Hauteville-House, 29 avril 1860.
Vous m’avez envoyé, cher poëte, une bien belle page ; je suis tout heureux et très fier de ce que vous voulez bien penser des choses que j’appelle mes dessins à la plume. J’ai fini par y mêler du crayon, du fusain, de la sépia, du charbon, de la suie et toutes sortes de mixtures bizarres qui arrivent à rendre à peu près ce que j’ai dans l’œil et surtout dans l’esprit. Cela m’amuse entre deux strophes.

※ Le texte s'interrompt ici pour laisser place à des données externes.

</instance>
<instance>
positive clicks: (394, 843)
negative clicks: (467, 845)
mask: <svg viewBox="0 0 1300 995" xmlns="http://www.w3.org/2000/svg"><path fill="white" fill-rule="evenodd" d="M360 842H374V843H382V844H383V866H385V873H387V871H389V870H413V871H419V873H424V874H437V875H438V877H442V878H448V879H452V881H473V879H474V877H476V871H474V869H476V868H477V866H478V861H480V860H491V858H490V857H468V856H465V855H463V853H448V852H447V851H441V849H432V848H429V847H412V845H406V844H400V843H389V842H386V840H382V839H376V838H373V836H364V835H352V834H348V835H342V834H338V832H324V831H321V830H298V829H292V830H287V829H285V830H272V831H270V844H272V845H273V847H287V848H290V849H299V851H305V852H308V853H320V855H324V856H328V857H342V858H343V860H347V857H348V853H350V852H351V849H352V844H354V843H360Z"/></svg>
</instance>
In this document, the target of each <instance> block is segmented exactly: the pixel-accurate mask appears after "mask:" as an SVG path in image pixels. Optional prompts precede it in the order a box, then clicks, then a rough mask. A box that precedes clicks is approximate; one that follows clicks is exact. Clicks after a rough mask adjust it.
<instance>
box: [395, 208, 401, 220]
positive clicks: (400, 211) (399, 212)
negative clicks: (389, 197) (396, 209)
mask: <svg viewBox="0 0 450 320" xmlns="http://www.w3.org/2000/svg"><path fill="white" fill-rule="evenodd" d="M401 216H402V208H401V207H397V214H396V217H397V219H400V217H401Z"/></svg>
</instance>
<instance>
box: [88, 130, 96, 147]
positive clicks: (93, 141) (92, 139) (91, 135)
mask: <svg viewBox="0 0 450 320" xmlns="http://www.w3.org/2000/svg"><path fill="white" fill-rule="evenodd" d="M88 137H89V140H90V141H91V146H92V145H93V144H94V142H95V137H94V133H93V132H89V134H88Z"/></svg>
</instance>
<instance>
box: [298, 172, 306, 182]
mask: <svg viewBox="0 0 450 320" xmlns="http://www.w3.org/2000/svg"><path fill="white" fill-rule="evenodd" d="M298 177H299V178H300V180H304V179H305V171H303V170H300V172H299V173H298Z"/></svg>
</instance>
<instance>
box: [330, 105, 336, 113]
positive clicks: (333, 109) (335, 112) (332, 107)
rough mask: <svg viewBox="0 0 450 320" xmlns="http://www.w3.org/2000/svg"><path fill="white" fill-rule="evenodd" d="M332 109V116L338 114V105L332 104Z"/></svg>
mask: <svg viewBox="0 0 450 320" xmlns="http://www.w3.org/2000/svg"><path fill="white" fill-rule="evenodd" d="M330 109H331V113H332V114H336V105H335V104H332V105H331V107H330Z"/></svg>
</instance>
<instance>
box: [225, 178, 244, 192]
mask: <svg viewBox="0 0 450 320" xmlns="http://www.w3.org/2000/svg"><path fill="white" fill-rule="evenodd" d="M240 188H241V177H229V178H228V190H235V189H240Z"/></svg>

Puisque vous connaissez M. Méryon, dites-lui que ses splendides eaux-fortes m’ont ébloui. Sans la couleur, rien qu’avec l’ombre et la lumière, le clair-obscur tout seul et livré à lui-même, voilà le problème de l’eau-forte. M. Méryon le résout magistralement. Ce qu’il fait est superbe. Ses planches vivent, rayonnent et pensent. Il est digne de la page profonde et lumineuse qu’il vous a inspirée.
Vous avez en vous, cher penseur, toutes les cordes de l’art ; vous démontrez une fois de plus cette loi, que, dans un artiste, le critique est toujours égal au poëte. Vous expliquez comme vous peignez, granditer.